Moving on to when Danny put in his notice at the bank. His manager asked, if they came up with an offer, if he would reconsider taking the job with the different company. He said of course, but didn't think an offer would come because he had already applied for so many positions only to get a door in his face. This is where Gods sense of humor really shines in our story! We are giving online, due to my schedule limiting the amount of times we attend church. The program was down for when I scheduled to make our first tithing payment. I was finally able to send it in, after a few days of being tempted to spend it on self-gratifying things. Danny got an offer from the bank, the next day. Guys, I'll be real, I fell on the floor in tears. This offer was $4 MORE than the other offer from the other company. So a total of an $8 raise. That's almost my hourly rate! We only made one tithing payment and God showed us he was in control of our finances. He is our provider, and he just asks us to give back what he had given to us. He uses the money that we give to the church to let his glory shine. So here I am, allowing God to shine through our story!
A few other things God has done now that we've been tithing for a few months.
We found a $50 bill in our car we purchased after Danny got promoted. We received a wedding card (Guys, we've been married for almost three years!) with a $50 check inside. Among other things, like multiple bills being lowered and Danny almost at 300% to goal for parts of his production!

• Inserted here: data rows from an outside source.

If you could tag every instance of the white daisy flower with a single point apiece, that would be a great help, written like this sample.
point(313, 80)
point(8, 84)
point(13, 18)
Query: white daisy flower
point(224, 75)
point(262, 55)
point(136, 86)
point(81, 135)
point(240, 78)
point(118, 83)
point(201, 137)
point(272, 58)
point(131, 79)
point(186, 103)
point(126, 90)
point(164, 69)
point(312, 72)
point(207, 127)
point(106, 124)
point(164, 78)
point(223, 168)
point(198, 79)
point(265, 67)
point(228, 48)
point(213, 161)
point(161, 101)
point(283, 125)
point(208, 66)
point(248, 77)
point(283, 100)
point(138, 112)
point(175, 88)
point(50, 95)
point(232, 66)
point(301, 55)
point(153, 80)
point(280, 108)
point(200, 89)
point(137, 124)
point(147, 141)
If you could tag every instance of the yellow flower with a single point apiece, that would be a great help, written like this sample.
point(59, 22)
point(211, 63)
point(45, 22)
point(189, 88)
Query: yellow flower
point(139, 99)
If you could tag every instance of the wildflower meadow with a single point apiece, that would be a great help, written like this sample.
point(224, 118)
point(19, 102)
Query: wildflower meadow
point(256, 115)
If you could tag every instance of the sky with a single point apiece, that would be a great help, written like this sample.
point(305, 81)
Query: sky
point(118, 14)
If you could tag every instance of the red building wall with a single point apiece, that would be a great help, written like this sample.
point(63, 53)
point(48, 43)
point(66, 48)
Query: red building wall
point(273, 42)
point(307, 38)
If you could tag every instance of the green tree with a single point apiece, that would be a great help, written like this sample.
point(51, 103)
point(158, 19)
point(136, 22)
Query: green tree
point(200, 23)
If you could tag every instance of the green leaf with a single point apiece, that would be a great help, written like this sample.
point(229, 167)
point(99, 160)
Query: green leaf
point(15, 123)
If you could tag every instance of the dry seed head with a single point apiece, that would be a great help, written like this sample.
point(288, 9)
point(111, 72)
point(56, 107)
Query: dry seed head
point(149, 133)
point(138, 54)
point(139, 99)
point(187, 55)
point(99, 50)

I am going to continue working the same, not because I HAVE to, but because God has also given me peace about my job and my shift! Since I am going to continue working, the debt hole that I spoke of earlier, will be GONE in January! Then we can really work on getting rid of our car payments!
I'm sharing this story, not to "brag" about how well we're doing, but to show we have not been in control of our lives. We give God all the glory to our success at this point in our life. We also know it's not going to be the only struggle we will face, but God has shown us that he will hold our hand and guide us through anything this world throws at us! I hope this was encouraging to someone, and maybe you'll take a leap of faith and see what tithing can do in your life!